La directrice générale des Finances publiques a présenté ses excuses après le vol de données qui a touché près de 700 000 personnes. Matignon a précisé que les victimes seraient contactées à compter de ce lundi 17 août, afin de les alerter notamment sur les risques d'usurpation d'identité.
En début de semaine, les Français sauront s'ils font partie des quelque 678 000 usagers du site "impots.gouv.fr" – particuliers et entreprises – concernés par le vol massif de données fiscales.
Vendredi, la directrice générale des Finances publiques, Amélie Verdier, a déploré une "attaque plus sophistiquée" que celles observées "par le passé". Les commentaires sous le message de la DGFiP sur X ont été désactivés.
Dans un communiqué, l'administration fiscale a fait état d'une intrusion dans son système d'information, qui a permis aux pirates de consulter et d'extraire certaines données sensibles, dont le revenu fiscal de référence et le taux de prélèvement à la source.

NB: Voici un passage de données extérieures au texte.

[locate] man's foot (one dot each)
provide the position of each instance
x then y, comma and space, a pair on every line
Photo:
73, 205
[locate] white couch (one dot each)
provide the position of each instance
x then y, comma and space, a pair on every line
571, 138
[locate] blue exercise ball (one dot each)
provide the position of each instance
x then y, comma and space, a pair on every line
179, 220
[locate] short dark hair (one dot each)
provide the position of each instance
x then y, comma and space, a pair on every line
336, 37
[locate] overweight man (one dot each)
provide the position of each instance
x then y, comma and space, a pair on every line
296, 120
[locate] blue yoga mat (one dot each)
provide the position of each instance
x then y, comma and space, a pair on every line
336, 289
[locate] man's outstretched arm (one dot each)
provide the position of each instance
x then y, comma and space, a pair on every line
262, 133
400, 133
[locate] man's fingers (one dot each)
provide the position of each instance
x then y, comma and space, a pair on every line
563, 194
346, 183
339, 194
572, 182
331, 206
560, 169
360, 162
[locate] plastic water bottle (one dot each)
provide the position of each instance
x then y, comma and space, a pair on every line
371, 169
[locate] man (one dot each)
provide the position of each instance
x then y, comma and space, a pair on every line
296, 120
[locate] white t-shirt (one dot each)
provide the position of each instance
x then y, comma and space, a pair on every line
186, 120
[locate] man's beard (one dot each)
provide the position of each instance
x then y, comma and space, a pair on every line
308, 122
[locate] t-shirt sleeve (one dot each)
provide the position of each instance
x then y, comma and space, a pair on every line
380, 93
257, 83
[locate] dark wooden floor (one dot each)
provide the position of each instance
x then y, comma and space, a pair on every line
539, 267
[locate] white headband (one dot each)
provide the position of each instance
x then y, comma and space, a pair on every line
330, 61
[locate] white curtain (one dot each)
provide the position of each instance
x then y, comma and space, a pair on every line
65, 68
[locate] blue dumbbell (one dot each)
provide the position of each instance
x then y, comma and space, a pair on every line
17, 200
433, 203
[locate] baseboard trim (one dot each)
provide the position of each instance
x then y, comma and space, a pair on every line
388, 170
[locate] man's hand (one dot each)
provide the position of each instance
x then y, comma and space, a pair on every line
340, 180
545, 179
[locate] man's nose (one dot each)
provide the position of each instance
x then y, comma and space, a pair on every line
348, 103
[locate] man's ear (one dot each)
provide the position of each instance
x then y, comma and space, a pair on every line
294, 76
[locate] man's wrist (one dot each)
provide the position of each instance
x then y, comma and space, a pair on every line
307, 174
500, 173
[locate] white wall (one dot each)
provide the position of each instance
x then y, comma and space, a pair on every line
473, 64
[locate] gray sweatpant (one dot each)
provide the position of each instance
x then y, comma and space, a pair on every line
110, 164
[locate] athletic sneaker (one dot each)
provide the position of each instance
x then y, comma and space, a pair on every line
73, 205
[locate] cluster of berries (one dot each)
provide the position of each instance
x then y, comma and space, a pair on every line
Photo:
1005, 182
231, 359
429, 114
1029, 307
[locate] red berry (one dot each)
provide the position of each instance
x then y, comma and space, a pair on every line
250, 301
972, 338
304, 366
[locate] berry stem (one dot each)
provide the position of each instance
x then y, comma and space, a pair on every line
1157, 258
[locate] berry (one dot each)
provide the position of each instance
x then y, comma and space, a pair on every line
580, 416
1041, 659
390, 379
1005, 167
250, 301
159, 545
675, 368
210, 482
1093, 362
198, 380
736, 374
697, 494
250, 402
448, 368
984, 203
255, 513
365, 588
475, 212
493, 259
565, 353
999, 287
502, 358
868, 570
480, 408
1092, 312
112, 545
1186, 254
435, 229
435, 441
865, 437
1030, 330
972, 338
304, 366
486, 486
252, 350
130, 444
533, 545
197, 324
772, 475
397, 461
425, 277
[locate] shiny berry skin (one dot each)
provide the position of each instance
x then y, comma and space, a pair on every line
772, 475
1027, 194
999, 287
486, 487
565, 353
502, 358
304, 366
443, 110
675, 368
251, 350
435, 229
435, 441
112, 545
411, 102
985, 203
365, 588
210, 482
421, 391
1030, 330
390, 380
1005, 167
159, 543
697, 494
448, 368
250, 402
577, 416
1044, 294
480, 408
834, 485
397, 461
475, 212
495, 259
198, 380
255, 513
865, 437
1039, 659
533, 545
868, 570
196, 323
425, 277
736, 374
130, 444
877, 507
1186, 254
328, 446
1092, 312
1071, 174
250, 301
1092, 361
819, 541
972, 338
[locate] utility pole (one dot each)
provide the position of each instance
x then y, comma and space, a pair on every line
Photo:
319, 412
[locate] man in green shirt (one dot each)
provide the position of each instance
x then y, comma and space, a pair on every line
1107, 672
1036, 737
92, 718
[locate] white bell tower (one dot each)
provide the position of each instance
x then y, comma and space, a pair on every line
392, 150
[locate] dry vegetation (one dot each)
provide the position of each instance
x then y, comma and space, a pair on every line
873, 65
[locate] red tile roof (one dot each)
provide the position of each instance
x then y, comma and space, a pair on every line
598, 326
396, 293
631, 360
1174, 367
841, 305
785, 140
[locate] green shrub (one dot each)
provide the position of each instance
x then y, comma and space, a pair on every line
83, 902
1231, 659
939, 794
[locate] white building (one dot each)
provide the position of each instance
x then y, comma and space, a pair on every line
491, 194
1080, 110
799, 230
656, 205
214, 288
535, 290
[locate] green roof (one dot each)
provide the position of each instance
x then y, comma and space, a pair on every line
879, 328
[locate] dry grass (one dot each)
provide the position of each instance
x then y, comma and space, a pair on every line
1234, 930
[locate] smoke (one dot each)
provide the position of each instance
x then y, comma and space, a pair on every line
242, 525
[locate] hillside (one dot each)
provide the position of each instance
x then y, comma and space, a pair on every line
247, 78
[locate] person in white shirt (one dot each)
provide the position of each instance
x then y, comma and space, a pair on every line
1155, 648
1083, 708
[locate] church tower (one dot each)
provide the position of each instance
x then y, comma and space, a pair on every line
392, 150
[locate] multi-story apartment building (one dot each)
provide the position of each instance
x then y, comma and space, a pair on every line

Le fisc se veut toutefois rassurant : les données dérobées "ne permettent pas l’accès au compte sécurisé sur impots.gouv.fr'.
Pour les entreprises, les informations compromises sont "moins sensibles" que celles des particuliers. Elles comprennent notamment la raison sociale et le numéro Siren.
Les intrusions, survenues en juin et juillet 2026, ont été rendues possibles par "des usurpations d'identifiants d'un agent de la DGFiP et d'un tiers habilité", a précisé Bercy.
Dans une autre attaque revendiquée par le même cybercriminel, qui opère sous le pseudonyme ZeoBytes, des données cadastrales relatives à des biens immobiliers ont également été dérobées. Selon le site spécialisé FrenchBreaches, qui recense les cyberattaques en France, le hacker affirme que cette intrusion remontait à juin 2026. Le site lui attribue également d'autres attaques, visant notamment Intermarché, Eva GG, une plateforme française spécialisée dans la réalité virtuelle, et la Fédération française de handball (FFHandball).
La DGFiP a par ailleurs tenté d'expliquer pourquoi l'alerte n'a été donnée qu'à la mi-août. Elle reconnaît que les contrôles effectués auparavant "n'ont pas permis de détecter que ces intrusions avaient conduit à des vols de données, en raison de la sophistication de l'attaque".
"Des délits commis contre les Français et contre l'État"
Les services du Premier ministre, Sébastien Lecornu, ont constaté samedi, dans un communiqué, que "les administrations de l'État sont, comme l'ensemble des grandes organisations publiques et privées en Europe, la cible d'attaques informatiques dont le nombre et la sophistication augmentent".
Matignon, qui considère ces attaques comme des "délits, commis contre les Français et contre l'État", a également détaillé le renforcement des mesures destinées à lutter contre ces cyberattaques.
Un "plan de sécurisation des systèmes d'information de l'État" a été lancé le 30 avril 2026. Il prévoit, entre autres, la création prochaine d'une nouvelle autorité numérique de l'État, baptisée ARIANE, qui sera directement rattachée au Premier ministre.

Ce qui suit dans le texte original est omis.